First of all, let me start by saying that getting and staying sober has been, by far, the best decision that I’ve ever made. There is no doubt in my mind about that. But I’m also going to say something else that might not be what other people in recovery want to put out there, but what I have found in my experience to be completely true. Sometimes, sobriety sucks.
Before you freak out and think that I am about to fall off the wagon, hear me out. Yes, sobriety is awesome. It is awesome for me and for everyone around me and I couldn’t imagine being a good father or husband if I were still drinking. But it’s not all sunshine, butterflies and rainbows. While getting and staying sober was the best decision I’ve ever made, it has easily been the most challenging. One of the things that I truly loved about alcohol was that it gave me an escape from my problems, an escape from my incessant worrying, an escape from reality. It sucks because I still have a hard time talking to my wife about my alcoholism because I still do not know exactly how to convey my feelings sober. It sucks because I used to be really good at opening up when under the influence because I was in a different place, I was comfortable in my own skin and I had escaped to the comfort that I was so used to when I had been drinking. When I got sober, I didn’t miss the actual alcohol but I did miss the escape. And at nearly 1.5 years sober, sometimes I still do. And that sucks. You know what else sucks? When I hang out with my friends, and they have a couple of beers, loosen up a bit and then head home without doing anything crazy, out of control or self-destructive. I look at them and there’s a part of me that envies their ability to put down a drink, to enjoy alcohol responsibly without having it take over their lives. It makes me feel like I am just an out of control person who was not strong enough to just put the bottle down.

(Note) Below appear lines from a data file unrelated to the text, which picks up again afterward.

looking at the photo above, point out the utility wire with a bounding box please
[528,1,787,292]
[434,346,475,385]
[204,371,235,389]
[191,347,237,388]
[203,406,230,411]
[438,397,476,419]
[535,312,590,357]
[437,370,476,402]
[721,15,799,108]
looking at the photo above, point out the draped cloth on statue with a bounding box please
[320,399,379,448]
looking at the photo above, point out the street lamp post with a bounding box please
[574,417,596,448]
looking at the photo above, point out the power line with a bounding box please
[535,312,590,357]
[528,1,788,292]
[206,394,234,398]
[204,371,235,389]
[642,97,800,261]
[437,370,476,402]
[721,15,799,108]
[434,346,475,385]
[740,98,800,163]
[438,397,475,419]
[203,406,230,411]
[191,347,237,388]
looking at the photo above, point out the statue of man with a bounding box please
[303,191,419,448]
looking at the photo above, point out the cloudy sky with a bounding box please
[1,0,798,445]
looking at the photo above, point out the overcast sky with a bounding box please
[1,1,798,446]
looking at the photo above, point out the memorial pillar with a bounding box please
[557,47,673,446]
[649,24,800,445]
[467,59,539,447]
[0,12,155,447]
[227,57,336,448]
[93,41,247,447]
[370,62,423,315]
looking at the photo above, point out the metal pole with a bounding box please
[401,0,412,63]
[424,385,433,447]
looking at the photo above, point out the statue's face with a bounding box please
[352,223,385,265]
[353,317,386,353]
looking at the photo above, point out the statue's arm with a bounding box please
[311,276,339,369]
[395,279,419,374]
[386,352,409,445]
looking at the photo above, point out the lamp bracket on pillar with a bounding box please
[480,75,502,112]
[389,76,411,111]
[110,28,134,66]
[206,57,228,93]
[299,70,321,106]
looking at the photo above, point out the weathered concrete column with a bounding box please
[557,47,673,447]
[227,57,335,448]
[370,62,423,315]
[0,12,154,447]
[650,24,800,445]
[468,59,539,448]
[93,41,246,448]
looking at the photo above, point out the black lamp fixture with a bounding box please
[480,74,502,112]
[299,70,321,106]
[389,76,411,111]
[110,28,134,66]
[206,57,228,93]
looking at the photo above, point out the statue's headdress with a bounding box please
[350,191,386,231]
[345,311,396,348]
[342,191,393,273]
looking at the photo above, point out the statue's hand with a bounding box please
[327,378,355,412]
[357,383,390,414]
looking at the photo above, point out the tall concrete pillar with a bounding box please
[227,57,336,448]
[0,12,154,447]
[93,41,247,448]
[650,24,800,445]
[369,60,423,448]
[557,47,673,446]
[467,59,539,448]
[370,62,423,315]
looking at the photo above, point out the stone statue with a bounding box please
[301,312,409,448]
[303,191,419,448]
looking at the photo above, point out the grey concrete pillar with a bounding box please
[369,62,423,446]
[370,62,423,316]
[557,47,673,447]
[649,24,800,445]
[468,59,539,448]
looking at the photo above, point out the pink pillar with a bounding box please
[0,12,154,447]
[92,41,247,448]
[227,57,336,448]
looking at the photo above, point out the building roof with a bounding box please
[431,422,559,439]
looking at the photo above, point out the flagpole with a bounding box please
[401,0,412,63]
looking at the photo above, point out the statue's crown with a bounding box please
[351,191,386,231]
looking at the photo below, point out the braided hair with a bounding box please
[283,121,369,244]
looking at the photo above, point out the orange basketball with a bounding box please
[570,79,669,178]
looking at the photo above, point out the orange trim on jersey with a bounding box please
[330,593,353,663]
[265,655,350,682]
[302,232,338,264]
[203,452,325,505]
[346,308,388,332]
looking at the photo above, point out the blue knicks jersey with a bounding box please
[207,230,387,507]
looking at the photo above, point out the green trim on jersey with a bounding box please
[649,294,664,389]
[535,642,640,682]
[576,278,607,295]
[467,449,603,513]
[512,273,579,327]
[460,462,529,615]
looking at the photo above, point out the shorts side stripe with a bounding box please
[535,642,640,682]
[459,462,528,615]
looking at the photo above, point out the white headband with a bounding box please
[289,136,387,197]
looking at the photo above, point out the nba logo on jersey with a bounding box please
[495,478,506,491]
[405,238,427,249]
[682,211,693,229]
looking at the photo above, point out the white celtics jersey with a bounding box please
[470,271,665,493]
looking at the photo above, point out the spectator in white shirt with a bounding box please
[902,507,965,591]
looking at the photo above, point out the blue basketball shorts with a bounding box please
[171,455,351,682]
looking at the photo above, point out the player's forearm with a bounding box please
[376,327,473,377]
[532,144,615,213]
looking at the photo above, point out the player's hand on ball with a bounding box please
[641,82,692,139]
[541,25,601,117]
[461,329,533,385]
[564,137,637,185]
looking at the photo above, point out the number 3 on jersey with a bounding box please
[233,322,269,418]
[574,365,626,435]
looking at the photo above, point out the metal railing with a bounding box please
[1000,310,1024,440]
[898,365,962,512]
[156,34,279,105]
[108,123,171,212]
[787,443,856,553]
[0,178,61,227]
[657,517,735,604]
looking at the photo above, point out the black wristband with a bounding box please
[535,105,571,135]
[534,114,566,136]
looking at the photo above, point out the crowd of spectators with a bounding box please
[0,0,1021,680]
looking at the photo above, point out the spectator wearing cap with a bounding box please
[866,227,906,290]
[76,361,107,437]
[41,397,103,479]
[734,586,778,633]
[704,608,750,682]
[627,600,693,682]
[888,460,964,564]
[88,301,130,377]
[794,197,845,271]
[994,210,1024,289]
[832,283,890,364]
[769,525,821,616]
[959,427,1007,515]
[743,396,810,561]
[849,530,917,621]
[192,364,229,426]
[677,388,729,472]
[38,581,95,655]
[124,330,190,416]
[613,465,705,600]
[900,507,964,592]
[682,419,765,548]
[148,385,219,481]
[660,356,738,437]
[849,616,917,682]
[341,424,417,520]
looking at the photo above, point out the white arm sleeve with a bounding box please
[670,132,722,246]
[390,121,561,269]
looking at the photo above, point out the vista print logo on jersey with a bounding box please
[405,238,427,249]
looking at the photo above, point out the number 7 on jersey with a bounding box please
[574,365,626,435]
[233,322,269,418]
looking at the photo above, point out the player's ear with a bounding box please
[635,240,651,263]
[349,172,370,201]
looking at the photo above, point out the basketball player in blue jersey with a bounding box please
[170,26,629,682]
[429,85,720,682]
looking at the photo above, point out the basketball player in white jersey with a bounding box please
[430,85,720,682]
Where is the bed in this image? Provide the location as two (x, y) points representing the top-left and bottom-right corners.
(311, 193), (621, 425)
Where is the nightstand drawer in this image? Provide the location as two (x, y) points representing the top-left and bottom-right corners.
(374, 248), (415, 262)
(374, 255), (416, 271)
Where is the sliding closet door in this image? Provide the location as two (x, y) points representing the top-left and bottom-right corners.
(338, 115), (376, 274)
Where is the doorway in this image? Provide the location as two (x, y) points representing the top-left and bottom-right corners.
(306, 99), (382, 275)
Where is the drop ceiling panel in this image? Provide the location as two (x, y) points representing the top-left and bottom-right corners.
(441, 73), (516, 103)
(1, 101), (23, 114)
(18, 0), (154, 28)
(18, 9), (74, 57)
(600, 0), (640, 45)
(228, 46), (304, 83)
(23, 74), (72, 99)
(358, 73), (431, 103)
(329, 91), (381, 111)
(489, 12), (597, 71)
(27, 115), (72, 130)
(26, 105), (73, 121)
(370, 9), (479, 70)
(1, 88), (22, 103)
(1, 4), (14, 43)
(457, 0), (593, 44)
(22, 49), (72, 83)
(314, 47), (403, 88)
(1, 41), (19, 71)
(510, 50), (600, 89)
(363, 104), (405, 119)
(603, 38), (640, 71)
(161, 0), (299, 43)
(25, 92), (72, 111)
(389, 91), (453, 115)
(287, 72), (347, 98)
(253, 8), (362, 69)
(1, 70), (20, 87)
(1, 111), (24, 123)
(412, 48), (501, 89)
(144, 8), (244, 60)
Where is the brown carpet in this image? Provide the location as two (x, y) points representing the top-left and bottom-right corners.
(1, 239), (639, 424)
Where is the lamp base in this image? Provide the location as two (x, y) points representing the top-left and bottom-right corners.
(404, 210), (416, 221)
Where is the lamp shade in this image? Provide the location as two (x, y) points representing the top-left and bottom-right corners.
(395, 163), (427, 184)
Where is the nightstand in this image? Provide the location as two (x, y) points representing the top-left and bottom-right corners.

So maybe a lot of people don’t say it and maybe I’m the only one who feels it, I really don’t know, but I don’t mind saying it. Sometimes sobriety just sucks. But on the other hand, it only sucks when I view it that way. Because in every challenge, there is also an opportunity for growth. Yes, I no longer have the option of using a substance to escape my feelings or problems. But because of that, I have learned to actually deal with them instead, which for me can be much harder than it actually sounds. And yes, sometimes I get jealous of my friends that can drink normally. So yeah, sometimes sobriety sucks. But you know what? Sometimes life just sucks, that is just how it is.